Just as it did after the 2017 general election Labour has signed another lame duck agreement following years of behind closed doors negotiation.
The Regional Comprehensive Economic Partnership (RCEP) is a lame duck agreement for several important reasons.
It was negotiated and signed without any debate with New Zealanders who, just like with the TPPA, will have no influence on the shape of the agreement or the final legislation that puts it in place. Most people had no idea it was even being negotiated.
Just like with the TPPA, the major player that might have given New Zealand at least a modicum of benefit has withdrawn from the deal.
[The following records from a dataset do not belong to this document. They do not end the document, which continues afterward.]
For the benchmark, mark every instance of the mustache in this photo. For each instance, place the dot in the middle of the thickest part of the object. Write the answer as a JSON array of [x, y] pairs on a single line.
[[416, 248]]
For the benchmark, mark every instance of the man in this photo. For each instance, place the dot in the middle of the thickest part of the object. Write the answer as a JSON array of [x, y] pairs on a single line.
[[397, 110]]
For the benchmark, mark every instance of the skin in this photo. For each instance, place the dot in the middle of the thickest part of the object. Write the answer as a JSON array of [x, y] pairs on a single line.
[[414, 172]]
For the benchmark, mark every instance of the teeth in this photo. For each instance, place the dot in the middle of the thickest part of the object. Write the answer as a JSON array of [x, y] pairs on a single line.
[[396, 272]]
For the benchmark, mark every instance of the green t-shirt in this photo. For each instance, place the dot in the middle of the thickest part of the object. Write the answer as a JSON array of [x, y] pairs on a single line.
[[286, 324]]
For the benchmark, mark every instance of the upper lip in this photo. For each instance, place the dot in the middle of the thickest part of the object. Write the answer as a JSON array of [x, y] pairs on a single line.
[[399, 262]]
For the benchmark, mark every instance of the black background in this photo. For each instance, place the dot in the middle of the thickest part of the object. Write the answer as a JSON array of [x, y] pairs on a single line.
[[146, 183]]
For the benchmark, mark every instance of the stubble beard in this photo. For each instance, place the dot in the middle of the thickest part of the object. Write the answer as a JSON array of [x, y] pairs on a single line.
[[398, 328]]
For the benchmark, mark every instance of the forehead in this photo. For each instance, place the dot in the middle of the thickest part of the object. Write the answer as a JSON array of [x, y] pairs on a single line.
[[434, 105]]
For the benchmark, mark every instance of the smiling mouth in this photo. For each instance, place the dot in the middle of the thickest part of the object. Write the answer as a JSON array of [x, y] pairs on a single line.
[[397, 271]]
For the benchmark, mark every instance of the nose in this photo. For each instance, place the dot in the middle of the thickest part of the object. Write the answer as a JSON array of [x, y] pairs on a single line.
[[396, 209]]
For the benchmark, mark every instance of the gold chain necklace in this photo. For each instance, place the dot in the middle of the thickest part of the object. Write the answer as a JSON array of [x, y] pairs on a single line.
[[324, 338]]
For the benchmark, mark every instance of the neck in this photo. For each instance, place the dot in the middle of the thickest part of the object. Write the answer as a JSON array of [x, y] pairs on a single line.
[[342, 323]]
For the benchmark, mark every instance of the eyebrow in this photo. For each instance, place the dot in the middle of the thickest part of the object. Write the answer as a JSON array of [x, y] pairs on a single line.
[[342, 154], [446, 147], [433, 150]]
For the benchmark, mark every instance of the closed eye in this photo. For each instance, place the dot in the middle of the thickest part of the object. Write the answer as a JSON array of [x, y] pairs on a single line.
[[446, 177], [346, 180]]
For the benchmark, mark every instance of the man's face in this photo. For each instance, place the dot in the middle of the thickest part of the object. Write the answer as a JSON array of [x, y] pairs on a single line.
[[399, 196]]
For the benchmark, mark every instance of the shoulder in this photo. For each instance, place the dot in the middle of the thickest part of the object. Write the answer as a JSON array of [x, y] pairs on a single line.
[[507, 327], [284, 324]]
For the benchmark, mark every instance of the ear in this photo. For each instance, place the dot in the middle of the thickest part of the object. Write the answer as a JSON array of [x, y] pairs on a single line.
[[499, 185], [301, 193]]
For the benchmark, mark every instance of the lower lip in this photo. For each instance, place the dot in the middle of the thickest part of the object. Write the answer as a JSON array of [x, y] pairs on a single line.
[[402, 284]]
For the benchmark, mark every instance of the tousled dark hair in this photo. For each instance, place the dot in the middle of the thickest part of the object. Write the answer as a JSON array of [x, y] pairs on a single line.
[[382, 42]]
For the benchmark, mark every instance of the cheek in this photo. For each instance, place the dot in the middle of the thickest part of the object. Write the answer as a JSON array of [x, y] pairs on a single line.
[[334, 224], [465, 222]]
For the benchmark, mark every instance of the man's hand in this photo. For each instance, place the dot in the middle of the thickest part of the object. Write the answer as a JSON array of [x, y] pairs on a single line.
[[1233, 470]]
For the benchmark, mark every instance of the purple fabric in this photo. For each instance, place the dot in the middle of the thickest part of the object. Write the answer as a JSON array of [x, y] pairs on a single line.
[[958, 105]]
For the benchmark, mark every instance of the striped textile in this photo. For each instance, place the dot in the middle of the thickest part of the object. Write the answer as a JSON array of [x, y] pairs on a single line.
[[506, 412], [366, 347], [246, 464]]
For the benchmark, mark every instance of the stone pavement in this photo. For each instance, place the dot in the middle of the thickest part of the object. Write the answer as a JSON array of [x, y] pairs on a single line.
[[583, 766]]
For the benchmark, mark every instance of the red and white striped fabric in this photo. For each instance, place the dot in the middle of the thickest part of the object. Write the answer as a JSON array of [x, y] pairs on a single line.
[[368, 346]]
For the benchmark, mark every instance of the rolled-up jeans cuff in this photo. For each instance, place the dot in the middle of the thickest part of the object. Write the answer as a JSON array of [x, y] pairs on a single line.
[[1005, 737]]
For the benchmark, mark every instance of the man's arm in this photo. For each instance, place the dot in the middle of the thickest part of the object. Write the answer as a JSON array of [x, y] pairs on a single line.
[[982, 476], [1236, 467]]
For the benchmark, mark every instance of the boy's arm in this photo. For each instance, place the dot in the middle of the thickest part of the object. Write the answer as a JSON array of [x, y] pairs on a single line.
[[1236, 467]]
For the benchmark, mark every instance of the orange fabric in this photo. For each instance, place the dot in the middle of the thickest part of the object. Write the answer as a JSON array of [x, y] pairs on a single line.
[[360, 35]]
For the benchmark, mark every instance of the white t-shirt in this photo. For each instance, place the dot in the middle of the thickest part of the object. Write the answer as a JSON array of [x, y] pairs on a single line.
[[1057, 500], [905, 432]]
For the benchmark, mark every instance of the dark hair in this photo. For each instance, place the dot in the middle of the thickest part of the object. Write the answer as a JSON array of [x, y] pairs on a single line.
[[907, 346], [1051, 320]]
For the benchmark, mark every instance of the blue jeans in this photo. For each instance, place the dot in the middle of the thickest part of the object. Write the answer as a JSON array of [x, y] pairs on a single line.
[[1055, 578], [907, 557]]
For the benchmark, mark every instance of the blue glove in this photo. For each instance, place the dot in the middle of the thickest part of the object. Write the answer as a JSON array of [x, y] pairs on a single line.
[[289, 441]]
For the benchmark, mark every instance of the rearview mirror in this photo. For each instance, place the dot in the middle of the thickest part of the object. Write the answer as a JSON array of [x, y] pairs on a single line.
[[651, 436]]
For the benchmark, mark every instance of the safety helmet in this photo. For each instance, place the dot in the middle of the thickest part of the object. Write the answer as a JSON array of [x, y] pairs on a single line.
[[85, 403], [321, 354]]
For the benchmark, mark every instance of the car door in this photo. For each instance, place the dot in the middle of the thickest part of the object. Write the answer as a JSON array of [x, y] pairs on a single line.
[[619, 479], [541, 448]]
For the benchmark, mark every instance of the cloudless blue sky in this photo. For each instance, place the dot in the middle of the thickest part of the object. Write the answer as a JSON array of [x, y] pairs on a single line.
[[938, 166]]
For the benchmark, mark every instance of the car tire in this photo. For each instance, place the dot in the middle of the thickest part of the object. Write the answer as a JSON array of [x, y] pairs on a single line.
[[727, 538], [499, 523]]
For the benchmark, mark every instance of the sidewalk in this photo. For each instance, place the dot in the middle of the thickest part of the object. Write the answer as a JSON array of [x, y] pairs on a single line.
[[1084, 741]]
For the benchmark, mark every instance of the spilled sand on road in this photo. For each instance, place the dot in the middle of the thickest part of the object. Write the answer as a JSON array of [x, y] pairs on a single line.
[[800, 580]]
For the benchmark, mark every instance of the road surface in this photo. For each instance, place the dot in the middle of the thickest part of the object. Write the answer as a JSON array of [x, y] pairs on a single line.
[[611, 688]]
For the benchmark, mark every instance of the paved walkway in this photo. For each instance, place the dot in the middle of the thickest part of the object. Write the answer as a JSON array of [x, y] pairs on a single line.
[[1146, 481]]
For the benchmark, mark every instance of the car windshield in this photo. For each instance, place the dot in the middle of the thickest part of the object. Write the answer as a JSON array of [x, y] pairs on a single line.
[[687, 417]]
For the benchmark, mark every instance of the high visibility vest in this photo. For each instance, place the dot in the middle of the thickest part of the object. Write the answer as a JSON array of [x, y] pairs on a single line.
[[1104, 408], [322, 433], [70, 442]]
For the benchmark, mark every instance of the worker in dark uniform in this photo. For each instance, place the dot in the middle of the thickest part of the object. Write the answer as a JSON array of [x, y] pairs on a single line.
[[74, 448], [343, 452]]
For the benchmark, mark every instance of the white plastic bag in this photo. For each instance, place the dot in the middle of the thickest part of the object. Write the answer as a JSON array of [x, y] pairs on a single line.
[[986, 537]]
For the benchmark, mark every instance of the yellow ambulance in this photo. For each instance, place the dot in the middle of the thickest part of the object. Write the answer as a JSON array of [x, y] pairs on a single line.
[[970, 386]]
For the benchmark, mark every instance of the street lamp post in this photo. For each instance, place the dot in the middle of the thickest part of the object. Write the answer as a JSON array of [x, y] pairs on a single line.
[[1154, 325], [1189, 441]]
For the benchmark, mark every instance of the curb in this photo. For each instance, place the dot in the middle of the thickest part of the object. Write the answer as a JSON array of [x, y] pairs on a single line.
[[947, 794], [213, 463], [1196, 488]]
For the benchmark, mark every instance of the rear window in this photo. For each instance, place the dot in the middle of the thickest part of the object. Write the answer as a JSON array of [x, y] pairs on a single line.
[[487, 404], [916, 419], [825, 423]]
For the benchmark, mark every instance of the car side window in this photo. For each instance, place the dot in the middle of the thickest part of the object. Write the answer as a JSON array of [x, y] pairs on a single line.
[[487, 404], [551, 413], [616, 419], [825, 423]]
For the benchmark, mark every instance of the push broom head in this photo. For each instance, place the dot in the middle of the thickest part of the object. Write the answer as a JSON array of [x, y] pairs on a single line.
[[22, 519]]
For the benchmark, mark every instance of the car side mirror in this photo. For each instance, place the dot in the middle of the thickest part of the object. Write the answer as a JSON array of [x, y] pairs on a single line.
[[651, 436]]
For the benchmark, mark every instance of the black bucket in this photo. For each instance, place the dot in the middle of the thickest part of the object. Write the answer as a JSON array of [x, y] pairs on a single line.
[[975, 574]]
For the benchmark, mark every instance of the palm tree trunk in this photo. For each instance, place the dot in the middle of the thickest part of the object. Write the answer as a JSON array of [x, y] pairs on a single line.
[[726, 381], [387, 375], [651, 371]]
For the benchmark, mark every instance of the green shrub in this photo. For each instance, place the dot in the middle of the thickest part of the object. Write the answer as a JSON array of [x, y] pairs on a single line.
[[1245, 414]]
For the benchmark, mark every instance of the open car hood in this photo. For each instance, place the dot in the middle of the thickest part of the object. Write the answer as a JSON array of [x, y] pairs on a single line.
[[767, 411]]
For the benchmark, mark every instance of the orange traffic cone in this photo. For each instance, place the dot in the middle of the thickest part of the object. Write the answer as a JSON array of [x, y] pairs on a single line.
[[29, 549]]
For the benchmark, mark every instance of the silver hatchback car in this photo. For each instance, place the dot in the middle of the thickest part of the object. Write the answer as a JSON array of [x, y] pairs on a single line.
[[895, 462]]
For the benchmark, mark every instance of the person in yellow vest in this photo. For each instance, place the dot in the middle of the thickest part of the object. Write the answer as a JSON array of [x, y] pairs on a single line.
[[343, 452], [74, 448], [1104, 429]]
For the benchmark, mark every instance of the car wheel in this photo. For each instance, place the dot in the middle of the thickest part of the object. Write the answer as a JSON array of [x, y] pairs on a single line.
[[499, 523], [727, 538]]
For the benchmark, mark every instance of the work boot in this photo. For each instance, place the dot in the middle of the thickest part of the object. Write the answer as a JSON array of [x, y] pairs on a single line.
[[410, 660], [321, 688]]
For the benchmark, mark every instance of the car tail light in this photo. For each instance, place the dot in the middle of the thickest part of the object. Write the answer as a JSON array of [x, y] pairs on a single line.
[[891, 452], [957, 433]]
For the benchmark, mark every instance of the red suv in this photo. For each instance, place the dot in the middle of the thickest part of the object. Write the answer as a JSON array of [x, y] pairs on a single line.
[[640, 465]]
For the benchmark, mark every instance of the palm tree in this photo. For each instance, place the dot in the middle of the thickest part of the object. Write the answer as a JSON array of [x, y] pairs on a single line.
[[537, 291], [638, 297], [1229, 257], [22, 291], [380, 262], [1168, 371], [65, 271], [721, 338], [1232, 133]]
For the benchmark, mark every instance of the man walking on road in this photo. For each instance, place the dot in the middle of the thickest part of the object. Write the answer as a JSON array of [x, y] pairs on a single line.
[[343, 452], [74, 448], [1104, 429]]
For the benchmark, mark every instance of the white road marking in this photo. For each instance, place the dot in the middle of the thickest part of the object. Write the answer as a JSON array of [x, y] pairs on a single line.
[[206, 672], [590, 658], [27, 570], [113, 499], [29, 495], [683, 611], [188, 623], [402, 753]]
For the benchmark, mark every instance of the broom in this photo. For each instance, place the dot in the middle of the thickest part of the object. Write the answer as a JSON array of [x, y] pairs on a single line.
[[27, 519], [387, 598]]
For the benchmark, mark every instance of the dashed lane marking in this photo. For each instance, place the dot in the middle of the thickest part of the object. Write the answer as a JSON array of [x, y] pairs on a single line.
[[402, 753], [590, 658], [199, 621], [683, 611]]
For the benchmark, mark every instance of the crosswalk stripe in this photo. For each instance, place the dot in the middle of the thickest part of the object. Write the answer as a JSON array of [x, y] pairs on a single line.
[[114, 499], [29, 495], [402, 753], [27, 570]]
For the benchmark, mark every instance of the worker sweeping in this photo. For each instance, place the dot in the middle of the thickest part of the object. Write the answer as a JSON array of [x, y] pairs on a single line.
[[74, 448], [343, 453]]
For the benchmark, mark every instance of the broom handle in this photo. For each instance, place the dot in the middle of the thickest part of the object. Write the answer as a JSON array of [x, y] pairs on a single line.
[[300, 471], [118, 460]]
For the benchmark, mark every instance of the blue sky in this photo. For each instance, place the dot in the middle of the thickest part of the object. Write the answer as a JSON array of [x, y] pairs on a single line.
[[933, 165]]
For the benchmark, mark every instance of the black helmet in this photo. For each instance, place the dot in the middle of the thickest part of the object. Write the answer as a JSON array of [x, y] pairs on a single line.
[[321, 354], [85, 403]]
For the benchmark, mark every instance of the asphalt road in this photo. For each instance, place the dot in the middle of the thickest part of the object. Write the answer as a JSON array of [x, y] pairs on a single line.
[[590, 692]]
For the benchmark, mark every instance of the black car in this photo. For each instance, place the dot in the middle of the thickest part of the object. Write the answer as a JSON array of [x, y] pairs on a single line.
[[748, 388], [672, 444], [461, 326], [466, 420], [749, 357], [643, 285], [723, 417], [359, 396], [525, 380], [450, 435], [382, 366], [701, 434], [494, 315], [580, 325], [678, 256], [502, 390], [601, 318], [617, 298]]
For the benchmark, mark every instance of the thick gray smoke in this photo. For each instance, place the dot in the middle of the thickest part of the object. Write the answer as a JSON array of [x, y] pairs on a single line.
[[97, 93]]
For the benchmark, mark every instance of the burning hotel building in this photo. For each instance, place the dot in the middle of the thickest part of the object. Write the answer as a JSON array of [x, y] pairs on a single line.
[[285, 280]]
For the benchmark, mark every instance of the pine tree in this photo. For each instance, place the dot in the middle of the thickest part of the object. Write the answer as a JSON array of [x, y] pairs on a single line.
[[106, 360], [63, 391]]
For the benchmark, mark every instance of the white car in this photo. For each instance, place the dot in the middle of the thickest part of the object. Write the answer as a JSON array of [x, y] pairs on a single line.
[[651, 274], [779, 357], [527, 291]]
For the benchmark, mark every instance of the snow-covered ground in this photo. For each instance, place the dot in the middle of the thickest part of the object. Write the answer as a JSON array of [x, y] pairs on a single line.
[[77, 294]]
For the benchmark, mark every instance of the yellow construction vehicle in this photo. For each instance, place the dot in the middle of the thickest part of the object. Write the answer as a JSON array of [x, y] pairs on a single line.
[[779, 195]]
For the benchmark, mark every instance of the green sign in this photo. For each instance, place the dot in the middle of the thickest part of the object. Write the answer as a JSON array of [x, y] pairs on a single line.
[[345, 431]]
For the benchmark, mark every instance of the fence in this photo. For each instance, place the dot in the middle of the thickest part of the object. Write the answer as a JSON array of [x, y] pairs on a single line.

Just like the TPPA the benefits to New Zealand will be vastly outweighed by the benefits conferred on overseas corporations to take a greater stranglehold on New Zealand’s economy.
Just like the TPPA this agreement seeks to place the governments of participating countries under a kind of legal discipline that has nothing to do with the rights of citizens and everything to do with the ability of powerful corporations to become even stronger.
Negotiating and signing a deal that on the most optimistic projections might increase GDP by about $2 billion dollars annually in several years time has to be the largest waste of taxpayer money in years.
The money spent on the plethora of public servants who over 8 years have been involved in negotiating and producing reports on the agreement would have been better employed working out how the government could have honoured its commitments from way back in 2017 on a major house building programme or dramatically improving the incomes of those in society the Prime Minister promised to lift from poverty.
If the government simply stopped borrowing from the Australian commercial banks and used its own Reserve Bank instead the interest saving would be vastly greater immediately than the optimistic $2 billion dollars this agreement is projected to produce.
Social Credit opposed the TPPA, it is totally opposed to the RCEP as well, and we would work to scrap both when we get back into parliament.
Social Credit’s policy for establishing international counter trade agreements between countries would produce significantly greater benefits for both New Zealand and the countries it seeks to trade with, and maintain New Zealand’s ability to make decisions that benefit Kiwis.